Industry Leaders Applaud Countys Plan To Hire Agriculture Manager
By Tom Harlan
Agriculture officials are lauding Miami-Dade County’s decision to hire a manager to promote their industry but say the effectiveness of incentive plans to preserve land will depend on how farmers weigh the benefits.
County officials will hire an agriculture manager in a few months and plan to form programs that offer incentives to owners of agricultural land to sell and transfer development rights to preserve the county’s $1 billion agricultural industry. The sector employs up to 22,000 and uses more than 80,000 acres.
Katie Edwards, executive director of the Dade County Farm Bureau, said bureau officials are unsure how transfer of property development rights would affect the industry. Farmers may sell property rights to pay off debts, she said, but others might not want to rule out selling their land for other uses.
But bureau officials are excited about getting an experienced agricultural manager, she said, and hope the county increases funding so the manager can add a staff, research issues and attend meetings to protect the industry.
Farmers could use the contact in the county to help them comply with regulations, said Paul DiMare of tomato producer DiMare Co.
A county agricultural advocate could work with state and county officials, Ms. Edwards said, to reduce conflicting laws on topics such as water or pesticide use.
Rules and regulations have been conflicting, burdensome or outdated, said Subrata Basu, the county’s assistant director for planning, and the manager would help solve those issues.
"Two issues of water rise can destroy a crop," he said, adding that the manager would work with the Department of the Interior on flooding issues and be an advocate for the South Dade economy. "The thought was that we need to have someone, a constant face to present the South Dade interest at these negotiations."
"I’d say the position is long overdue," Mr. DiMare said, adding that agriculture has been a mainstay of the county for 50 years. "I feel like they woke up and found out about a $7 billion state industry. Where have they been?"
County lawmakers have ignored South Dade farmers for decades, Mr. DiMare said, because farmers are independent, live far south of downtown Miami and are not considered a large industry group.
But the industry is the second-largest in the state, he said, and an agricultural manager is needed to represent county farmers in infrastructure and transportation issues.
A county representative would help maintain the agricultural industry as an economic engine, said Stephen Gran, Hillsborough County’s agricultural development manager, by helping farmers market, find cash crops and eliminate problems dealing with county officials.
"I provide farmers with a single point and contact that can answer any of the questions they might have dealing with government or county regulations," he said. "I try to decrease their frustration."
"The idea is that we will have someone with some authority and responsibility to get departments together and resolve issues," Mr. Basu said. "Obviously, you can’t expect one person to do too much.

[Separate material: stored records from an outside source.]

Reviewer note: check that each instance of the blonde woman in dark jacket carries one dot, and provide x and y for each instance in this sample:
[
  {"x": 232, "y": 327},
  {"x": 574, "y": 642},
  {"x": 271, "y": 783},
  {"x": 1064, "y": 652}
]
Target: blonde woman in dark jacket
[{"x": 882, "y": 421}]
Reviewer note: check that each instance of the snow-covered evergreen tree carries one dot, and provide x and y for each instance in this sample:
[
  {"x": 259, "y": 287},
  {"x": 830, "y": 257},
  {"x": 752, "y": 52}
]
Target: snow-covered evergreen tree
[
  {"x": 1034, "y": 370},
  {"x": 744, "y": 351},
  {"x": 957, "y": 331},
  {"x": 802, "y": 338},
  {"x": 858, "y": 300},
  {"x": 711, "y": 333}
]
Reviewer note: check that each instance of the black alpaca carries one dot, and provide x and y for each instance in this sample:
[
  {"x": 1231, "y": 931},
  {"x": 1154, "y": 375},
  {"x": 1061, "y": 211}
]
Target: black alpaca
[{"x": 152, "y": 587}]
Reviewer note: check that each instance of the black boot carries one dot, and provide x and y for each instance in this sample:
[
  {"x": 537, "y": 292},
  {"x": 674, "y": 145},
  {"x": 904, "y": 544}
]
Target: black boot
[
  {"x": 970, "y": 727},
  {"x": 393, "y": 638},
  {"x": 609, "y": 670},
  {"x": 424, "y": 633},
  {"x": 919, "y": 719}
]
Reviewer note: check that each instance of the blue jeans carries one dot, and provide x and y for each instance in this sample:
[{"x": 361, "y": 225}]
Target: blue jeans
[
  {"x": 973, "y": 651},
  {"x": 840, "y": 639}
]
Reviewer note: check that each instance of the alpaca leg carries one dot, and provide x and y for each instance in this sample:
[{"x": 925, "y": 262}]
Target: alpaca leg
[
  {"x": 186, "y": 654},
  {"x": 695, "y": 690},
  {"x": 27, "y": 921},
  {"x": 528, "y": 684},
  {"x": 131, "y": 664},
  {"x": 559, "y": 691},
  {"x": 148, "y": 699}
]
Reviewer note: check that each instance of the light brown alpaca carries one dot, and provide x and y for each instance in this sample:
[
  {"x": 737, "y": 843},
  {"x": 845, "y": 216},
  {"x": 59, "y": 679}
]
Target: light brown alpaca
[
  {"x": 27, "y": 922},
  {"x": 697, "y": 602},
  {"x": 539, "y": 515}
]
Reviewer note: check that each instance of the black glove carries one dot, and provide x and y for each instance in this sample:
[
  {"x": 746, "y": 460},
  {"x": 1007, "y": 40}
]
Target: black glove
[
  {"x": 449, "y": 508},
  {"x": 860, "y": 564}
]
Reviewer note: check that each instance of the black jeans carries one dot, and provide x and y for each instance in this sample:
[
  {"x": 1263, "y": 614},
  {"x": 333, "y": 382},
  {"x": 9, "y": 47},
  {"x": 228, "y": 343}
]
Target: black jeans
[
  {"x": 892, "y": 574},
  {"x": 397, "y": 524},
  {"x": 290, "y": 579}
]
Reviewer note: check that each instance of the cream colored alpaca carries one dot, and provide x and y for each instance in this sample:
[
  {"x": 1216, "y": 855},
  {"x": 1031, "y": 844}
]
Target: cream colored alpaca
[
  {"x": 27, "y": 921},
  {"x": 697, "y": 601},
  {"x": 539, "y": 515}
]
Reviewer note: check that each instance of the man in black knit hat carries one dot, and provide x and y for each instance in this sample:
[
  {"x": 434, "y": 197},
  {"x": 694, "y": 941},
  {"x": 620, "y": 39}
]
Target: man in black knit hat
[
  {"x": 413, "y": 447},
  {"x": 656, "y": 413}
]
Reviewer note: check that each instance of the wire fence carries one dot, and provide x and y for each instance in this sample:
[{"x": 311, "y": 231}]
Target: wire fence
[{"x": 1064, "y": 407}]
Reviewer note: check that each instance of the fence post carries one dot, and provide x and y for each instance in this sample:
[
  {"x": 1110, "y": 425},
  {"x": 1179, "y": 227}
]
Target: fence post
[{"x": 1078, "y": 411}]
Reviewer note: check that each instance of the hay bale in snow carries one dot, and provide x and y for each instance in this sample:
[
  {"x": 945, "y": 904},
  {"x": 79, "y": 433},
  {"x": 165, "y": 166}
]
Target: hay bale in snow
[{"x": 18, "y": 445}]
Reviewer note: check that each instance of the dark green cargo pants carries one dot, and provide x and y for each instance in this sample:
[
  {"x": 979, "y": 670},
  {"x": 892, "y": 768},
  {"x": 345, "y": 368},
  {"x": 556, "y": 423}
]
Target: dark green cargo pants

At some point, we’ll have to figure out what their priorities are, but it’s a good start. "
The hiring of a manager will be part of a plan to preserve the community, Mr. Basu said.
County officials are working on an ordinance that would allow a private property owner to be compensated for transferring development rights.
And the county is looking at purchasing development rights from agricultural land owners using funds set aside to extinguish non-agricultural uses of land.
Property owners would continue to live and work on the land, Mr. Basu said, but negotiate with the county how they plan to use the land.
The concepts are county efforts to prevent urban sprawl into farmland and the Everglades, she said. The county can’t force growers to give up rights, she said. She said the bureau has not taken a stand on the issue because it includes economic incentives that may benefit some farmers.
"Ultimately, the decision has to be left to the individual grower," she said, adding that the concept has been successful in Oregon and Pennsylvania but has not been applied to Miami-Dade County.
Farmers will explore every possibility before deciding whether to sell their land, she said, but they have to consider that their plans might change.
Families have manned South Dade farms for decades, Mr. DiMare said, and have built up debts through crop freezes and insect problems. An opportunity to sell land to a developer for millions after a lifetime of farming, he said, is a right many farmers are not going to sell.
"As farmers, we’d like to make a good living at our business," he said. "But that’s getting tougher. And development is going to happen. Eventually, like most parts of the US, farmers are going to sell land and get out."